One of the big features missing from KRL as a rule language is a
foreach statement that allows looping. Build 351 of KNS (released today) fixes that problem. The thing that kept holding me back was confusion on my part about the best way to add it and how it should work.
The problem was that I wanted, thought KRL needed, more than just looping. I wanted full-blown FLWOR statements (foreach, let, where, order by, result). I realized one day on a bike ride that the entire rule ought to be a FLWOR statement and that meant that the
foreach needed to happen before the rule body executed.
The rule prelude already functions in the capacity of a "let," the rule premise (condition on the action) already functions in the capacity of a "where," and the rule action itself is the "result." Yeah, I left out "order." More on that later.

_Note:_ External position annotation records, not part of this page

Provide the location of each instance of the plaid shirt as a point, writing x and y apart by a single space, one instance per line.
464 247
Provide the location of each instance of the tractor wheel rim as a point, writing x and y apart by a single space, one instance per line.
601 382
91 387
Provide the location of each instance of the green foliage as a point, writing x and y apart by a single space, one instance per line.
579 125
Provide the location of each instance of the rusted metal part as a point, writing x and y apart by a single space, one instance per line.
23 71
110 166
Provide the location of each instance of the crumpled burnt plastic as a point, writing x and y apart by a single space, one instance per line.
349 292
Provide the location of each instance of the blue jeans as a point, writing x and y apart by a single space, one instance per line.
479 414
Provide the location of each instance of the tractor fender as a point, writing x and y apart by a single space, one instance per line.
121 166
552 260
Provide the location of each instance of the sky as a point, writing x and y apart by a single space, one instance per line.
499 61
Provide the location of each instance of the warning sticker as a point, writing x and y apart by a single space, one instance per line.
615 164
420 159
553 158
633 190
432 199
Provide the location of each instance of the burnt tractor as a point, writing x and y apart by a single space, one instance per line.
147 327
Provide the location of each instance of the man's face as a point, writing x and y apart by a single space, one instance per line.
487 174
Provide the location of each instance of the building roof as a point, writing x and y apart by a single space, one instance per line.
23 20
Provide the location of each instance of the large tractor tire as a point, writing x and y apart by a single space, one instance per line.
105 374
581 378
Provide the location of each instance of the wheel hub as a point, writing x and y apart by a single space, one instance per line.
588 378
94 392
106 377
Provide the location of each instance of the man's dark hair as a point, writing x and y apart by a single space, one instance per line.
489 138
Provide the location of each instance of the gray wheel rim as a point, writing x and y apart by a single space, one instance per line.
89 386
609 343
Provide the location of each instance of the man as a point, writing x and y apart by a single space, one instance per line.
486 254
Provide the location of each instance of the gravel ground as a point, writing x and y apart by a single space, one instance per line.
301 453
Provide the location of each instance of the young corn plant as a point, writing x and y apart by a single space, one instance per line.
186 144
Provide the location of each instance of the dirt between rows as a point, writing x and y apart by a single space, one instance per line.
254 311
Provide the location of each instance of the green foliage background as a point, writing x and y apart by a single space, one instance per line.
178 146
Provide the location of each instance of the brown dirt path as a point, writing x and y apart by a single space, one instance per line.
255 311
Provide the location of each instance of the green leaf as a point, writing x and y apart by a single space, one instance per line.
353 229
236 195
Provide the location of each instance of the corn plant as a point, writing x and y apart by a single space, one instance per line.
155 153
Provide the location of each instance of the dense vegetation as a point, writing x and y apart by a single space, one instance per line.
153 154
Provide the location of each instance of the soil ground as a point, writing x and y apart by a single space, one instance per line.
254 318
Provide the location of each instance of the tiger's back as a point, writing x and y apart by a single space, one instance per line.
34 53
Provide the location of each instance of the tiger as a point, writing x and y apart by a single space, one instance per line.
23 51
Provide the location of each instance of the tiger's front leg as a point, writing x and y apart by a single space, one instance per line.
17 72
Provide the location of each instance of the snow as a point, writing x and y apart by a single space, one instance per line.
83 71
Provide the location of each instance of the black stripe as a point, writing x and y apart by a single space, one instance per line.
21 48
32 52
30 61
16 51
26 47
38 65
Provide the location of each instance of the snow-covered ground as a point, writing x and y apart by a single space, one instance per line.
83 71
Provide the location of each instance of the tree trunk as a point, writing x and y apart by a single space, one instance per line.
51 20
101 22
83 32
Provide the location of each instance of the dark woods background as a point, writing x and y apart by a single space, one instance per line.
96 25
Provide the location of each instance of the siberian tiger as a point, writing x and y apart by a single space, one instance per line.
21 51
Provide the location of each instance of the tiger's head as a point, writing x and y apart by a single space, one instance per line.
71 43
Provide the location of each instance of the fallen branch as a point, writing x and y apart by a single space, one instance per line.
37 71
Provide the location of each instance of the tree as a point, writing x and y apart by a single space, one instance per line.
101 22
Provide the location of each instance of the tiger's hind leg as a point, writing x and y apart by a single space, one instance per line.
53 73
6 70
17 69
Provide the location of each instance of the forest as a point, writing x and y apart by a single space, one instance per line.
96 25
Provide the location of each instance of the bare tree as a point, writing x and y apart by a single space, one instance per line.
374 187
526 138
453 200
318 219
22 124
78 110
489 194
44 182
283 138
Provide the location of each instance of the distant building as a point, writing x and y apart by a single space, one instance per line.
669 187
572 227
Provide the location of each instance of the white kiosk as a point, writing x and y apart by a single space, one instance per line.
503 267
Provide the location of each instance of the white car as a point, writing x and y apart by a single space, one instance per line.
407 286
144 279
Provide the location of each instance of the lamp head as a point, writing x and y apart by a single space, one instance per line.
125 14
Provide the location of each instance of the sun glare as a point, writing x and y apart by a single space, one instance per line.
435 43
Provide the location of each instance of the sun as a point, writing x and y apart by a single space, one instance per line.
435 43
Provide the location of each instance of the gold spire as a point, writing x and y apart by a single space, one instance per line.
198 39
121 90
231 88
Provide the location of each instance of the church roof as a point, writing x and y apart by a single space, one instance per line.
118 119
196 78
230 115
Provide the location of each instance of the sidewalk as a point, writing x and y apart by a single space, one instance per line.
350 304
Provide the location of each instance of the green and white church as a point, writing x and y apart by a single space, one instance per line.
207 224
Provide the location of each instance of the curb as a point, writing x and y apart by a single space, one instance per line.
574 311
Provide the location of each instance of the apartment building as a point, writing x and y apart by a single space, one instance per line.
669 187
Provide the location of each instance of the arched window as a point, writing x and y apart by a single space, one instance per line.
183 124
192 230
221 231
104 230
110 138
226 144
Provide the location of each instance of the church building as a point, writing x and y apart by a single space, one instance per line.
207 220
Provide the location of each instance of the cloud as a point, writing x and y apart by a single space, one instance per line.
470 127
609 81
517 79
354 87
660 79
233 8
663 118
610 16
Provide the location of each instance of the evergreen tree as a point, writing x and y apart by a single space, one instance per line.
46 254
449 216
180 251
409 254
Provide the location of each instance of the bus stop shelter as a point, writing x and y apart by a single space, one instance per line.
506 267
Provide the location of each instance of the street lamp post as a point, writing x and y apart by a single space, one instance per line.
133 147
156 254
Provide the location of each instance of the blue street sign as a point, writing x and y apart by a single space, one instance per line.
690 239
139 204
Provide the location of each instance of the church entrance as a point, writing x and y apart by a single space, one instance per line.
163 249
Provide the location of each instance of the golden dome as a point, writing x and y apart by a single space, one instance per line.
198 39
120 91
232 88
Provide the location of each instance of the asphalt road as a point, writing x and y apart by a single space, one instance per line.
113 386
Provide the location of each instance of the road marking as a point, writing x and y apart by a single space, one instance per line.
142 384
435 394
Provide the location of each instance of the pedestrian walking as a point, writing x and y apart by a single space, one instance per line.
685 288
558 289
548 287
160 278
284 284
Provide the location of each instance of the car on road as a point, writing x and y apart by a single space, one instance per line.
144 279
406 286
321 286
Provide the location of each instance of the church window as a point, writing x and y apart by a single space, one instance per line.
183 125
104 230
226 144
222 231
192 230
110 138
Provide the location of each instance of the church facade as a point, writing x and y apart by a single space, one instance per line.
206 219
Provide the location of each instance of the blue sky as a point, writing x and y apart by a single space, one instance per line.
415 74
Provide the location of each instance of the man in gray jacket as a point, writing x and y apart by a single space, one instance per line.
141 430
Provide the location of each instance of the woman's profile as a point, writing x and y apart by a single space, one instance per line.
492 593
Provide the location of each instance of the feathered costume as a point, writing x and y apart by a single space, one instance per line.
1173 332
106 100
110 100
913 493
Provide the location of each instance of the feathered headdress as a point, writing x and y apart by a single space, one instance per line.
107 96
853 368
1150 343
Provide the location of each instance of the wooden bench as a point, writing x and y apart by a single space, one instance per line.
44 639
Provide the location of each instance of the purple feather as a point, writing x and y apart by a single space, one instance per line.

KRL now allows one or more
foreach clauses to be added to the
select statement like so:
select using "/archives/" setting () foreach [1, 2, 3] setting (x)
The value of
x will be bound to the values 1, 2, and 3 on successive executions of the rule body. KNS optimizes the rule so that declarations in the prelude aren't executed inside the loop unless they depend on the value of the variable (directly or indirectly).
Of course, the array is an expression, so it doesn't have to be an array literal. You could do this:
select using "/archives/" setting () foreach f.pick("$..store") setting (x)
This works fine as long as
f has been declared outside the rule in the
global and the
pick returns an array.
The entire rule body--everything after the
select is executed once for every loop. If the premise is true, an action is produced, so a rule with a
foreach over a three element array would produce three actions if the premise were true each time.
We can't order the array yet. Adding a
sort operator on arrays would do the trick but to do that I need someway to specify the comparison function and KRL doesn't have functions or closures...yet.
Looping has been a long time coming, but I'm excited to see what people do with it. Surprise me!